Take TB Meds, Get Mobile Minutes
A new program that combines cheap, paper-based diagnostics with text-messaging technology could improve tuberculosis (TB) treatment in poor countries. The program, which is the brainchild of engineers, economists, and entrepreneurs at the Innovations in International Health (IIH) project at MIT, rewards patients who adhere to the lengthy TB drug regimens with cell-phone minutes. Called XoutTB, the diagnostics have proved successful in a pilot field test in Nicaragua; a larger trial will begin this month in Pakistan.

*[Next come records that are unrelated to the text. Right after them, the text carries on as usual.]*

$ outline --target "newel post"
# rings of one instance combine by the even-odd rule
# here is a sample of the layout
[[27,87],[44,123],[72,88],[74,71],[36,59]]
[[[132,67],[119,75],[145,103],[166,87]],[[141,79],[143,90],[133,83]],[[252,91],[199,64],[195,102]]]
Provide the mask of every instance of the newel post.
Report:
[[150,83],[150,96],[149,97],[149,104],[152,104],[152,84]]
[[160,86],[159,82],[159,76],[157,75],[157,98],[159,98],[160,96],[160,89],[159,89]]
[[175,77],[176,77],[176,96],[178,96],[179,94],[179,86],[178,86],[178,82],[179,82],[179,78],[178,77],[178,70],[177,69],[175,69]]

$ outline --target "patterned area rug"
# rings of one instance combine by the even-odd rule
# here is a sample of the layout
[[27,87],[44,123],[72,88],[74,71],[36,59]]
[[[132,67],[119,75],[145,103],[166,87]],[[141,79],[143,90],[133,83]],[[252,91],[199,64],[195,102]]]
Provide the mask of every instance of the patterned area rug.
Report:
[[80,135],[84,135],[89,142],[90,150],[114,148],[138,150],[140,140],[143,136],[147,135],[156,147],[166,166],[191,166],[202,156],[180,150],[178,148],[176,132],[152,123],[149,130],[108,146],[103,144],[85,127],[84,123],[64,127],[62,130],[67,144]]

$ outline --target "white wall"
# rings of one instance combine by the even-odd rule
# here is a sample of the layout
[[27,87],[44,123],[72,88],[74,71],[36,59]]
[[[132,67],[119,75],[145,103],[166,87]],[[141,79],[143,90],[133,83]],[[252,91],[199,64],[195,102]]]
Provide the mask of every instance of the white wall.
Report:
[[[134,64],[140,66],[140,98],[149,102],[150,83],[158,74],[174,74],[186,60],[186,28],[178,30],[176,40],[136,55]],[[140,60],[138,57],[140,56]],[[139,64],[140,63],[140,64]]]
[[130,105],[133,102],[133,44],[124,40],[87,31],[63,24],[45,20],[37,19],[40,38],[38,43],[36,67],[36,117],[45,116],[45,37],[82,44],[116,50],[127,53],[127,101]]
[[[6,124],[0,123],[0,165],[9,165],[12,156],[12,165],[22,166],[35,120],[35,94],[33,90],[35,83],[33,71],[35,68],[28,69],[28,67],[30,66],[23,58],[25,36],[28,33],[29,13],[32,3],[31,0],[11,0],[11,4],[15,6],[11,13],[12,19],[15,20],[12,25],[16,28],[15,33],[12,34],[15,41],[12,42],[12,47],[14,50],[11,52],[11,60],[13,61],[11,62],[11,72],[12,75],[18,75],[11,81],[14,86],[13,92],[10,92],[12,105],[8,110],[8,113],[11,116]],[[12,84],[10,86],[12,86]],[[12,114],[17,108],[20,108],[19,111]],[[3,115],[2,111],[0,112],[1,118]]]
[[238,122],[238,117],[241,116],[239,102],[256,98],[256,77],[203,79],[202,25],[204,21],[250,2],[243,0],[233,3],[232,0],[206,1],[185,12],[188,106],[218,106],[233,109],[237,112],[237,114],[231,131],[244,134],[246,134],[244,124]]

TB strikes millions of people across the globe: 9.2 million new cases were diagnosed in 2006, and 1.7 million people died from the disease, according to the World Health Organization. The infection can be effectively treated with antibiotics, but patients need to keep taking the drugs daily for six months or more to completely wipe it out. However, because the drugs can trigger nausea and other side effects, some patients stop taking them when their TB symptoms subside, often one to two months into treatment. “In Pakistan and other countries, low compliance rates are fueling the emergence of drug-resistance strains,” says Rachel Glennerster, executive director of the Poverty Action Lab at MIT.

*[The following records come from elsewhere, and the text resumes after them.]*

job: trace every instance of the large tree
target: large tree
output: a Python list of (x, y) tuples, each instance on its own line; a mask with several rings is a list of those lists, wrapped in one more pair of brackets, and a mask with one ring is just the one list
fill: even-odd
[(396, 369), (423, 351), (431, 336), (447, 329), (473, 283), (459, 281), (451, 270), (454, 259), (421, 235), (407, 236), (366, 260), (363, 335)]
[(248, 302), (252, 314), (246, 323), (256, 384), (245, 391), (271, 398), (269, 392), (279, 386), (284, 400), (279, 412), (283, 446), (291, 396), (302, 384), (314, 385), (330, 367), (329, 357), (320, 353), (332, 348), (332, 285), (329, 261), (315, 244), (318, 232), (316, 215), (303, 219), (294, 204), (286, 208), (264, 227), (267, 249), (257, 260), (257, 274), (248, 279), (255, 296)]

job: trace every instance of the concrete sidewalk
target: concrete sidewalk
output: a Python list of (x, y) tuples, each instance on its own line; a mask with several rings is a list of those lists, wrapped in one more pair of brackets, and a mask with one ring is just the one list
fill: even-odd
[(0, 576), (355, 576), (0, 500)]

The main approach to boost compliance has been to institute programs where medical workers monitor patients’ medication, either by visiting their homes every day or by requiring patients to come into a clinic to get their pills.
To get around that problem, Jose Gomez-Marquez, program director for IIH, and his collaborators developed a simple paper-based diagnostic that detects metabolites of the TB drug in urine. The papers are dispensed from a device every 24 hours; when the diagnostic comes in contact with patients’ urine, the metabolite reacts with chemicals embedded in the paper. That reaction reveals a code, which the patient then texts to a central database every day. Those who take the drugs consistently for 30 days are rewarded with cell-phone minutes.
“The beautiful thing about this approach is that it really takes into account all the latest research on the psychology of compliance,” says Glennerster. “What psychologists have found is that people respond to reminders and deadlines, and they are much more responsive to small, immediate incentives than to larger, more distant ones.”
The researchers recently finished a feasibility test in Nicaragua, where they worked with local scientists to improve the accuracy of the test strips, testing them on urine samples collected from TB patients. They also tested the robustness of the devices, making sure that they could be stored reliably and that they worked as well in humid Nicaragua as they did in New England.
The team is launching a larger trial this month in Karachi, Pakistan, in collaboration with the city’s Center for Community Development. The researchers plan to start with 30 patients but aim to eventually test the program on 1,000 people, comparing both compliance and infection rates in those who use the devices and those who have more traditional monitoring.